Speech quality is a crucial concern, as voice communication is a more noteworthy and ubiquitous aspect of everyday life. The emergence of audible echoes is one of the factors contributing to uncomplimentary quality deterioration. Network hardware and end-user devices are intrinsically prone to this sort of quality deterioration. Designing efficient acoustic echo cancellation (AEC) devices is vital for improving listening comfort and voice quality. When we utilize inexpensive and small analog components, an echo canceller operates poorly or not at all in the system if the net nonlinear distortion is greater than a certain value.

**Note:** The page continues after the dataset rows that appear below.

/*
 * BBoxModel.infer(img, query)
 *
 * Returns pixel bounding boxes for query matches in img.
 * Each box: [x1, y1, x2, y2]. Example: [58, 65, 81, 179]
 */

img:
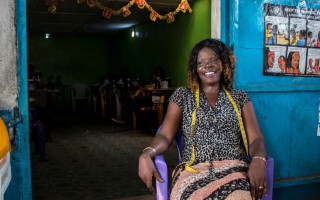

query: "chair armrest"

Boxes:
[155, 154, 168, 200]
[262, 156, 274, 200]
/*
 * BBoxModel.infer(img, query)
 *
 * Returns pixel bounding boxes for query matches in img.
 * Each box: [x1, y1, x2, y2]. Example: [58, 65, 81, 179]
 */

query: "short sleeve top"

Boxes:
[169, 87, 251, 164]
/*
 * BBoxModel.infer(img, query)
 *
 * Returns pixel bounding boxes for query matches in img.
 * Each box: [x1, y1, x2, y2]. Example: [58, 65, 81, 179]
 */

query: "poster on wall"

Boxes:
[264, 3, 320, 77]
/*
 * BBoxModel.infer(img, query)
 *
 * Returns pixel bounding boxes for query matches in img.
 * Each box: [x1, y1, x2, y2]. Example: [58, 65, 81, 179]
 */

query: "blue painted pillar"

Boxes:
[5, 0, 32, 199]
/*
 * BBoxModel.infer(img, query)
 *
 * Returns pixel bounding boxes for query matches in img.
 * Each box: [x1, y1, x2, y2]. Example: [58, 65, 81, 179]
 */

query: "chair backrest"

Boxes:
[72, 83, 90, 99]
[173, 129, 183, 161]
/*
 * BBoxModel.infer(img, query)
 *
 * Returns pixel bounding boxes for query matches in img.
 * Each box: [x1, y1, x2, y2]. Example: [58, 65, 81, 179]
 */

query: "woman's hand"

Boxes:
[138, 152, 164, 193]
[247, 158, 267, 200]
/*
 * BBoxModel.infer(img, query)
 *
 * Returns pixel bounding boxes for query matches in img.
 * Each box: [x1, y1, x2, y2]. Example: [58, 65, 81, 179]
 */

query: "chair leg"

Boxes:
[115, 94, 122, 119]
[101, 96, 106, 118]
[132, 111, 137, 130]
[37, 122, 46, 161]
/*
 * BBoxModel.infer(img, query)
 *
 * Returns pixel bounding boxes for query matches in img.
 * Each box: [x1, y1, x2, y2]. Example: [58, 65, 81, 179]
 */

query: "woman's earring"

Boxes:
[219, 65, 223, 72]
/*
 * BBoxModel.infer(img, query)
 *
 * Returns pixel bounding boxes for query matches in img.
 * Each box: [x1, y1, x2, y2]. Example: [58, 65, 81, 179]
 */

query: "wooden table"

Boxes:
[140, 87, 176, 96]
[28, 89, 60, 108]
[132, 87, 176, 130]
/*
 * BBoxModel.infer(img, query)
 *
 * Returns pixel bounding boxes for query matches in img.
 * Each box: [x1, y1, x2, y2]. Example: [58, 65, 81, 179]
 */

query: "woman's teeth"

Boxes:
[205, 72, 216, 76]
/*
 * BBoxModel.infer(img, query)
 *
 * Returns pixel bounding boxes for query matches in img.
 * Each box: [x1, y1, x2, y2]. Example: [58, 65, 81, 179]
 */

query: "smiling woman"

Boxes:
[138, 38, 268, 200]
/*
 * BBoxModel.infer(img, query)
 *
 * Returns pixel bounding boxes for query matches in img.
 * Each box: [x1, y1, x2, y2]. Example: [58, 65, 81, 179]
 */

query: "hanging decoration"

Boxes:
[46, 0, 192, 23]
[45, 0, 65, 14]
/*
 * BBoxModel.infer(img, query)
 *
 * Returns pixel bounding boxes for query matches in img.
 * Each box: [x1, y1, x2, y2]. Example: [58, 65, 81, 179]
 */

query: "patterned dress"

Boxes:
[168, 87, 252, 200]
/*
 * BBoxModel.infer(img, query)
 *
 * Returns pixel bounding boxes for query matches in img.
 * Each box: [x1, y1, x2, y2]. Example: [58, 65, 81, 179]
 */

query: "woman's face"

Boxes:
[196, 47, 222, 86]
[267, 51, 275, 68]
[291, 52, 300, 69]
[278, 57, 286, 71]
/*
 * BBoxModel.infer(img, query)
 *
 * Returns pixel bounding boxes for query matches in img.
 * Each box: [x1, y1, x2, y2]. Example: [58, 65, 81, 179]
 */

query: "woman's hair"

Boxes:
[264, 47, 272, 71]
[187, 38, 235, 91]
[287, 51, 299, 68]
[278, 55, 286, 61]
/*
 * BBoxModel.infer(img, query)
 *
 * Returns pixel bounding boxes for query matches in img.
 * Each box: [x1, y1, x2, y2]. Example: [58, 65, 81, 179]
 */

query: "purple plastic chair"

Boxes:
[154, 127, 274, 200]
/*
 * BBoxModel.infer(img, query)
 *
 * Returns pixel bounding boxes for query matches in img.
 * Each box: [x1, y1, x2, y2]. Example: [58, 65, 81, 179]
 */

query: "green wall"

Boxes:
[106, 0, 211, 86]
[27, 0, 211, 89]
[27, 35, 109, 86]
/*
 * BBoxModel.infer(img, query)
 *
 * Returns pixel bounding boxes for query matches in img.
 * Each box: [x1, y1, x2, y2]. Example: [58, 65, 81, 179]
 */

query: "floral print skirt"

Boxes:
[170, 160, 251, 200]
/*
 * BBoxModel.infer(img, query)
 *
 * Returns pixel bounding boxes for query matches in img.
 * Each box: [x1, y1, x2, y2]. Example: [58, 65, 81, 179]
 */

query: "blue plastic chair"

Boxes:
[29, 107, 46, 161]
[154, 127, 274, 200]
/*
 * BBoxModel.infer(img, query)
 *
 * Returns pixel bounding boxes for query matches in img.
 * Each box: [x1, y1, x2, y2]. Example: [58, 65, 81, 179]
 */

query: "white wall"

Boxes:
[0, 1, 17, 109]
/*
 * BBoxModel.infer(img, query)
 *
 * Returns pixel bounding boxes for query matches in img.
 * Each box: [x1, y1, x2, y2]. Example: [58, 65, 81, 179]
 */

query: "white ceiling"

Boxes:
[27, 0, 191, 34]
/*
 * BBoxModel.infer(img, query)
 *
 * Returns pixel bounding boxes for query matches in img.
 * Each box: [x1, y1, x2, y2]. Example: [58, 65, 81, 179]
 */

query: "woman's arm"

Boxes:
[242, 101, 268, 199]
[138, 101, 182, 193]
[242, 102, 266, 157]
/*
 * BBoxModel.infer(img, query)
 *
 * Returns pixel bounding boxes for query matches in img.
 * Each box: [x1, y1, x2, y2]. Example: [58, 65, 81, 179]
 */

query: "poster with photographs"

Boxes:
[264, 3, 320, 77]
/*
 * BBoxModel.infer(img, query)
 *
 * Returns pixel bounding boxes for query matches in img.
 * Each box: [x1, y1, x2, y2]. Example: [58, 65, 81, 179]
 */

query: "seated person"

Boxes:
[138, 38, 268, 200]
[152, 67, 166, 89]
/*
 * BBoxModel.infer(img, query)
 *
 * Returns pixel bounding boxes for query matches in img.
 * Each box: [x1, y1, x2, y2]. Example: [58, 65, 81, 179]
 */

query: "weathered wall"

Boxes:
[0, 1, 18, 109]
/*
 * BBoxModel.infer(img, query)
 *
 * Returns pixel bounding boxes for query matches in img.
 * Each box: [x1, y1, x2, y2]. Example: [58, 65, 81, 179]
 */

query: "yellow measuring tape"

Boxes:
[185, 86, 199, 172]
[224, 88, 249, 155]
[184, 87, 249, 172]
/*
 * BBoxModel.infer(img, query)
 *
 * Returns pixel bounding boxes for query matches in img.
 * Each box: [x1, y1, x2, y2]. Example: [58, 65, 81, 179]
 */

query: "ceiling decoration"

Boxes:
[45, 0, 192, 23]
[45, 0, 65, 14]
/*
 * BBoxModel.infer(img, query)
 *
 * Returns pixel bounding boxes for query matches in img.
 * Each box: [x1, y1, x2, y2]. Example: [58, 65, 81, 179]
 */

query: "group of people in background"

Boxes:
[98, 66, 169, 126]
[264, 47, 319, 75]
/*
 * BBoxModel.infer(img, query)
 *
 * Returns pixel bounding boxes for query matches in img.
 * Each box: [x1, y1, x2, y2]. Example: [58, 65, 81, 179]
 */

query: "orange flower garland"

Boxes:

Many adaptive filters are used to remove the echo from the microphone signal to solve this problem. Nonetheless, it is difficult to accomplish the preeminent performance of the AEC in real-time circumstances. In this work, we propose nonlinear acoustic echo cancellation (NAEC) using dense long short-term memory (LSTM)-based deep learning (D2L2). Deep learning has been applied to the concept of speech source separation (SSS). In our deep learning based NAEC, the near-end signal is separated from the microphone using LSTM layer training. Before learning commences, the Short-Time Fourier Transform (STFT) is used to extract frequency-time domain features from the acoustic signal. In the learning part of D2L2, two targets are assigned. The spectral Magnitude Mask (MM) is the primary, and the Near-end Signal Mask (NSM) is the secondary mask. The simulation shows that our D2L2 achieves a higher Echo Return Loss Enhancement (ERLE) than other works.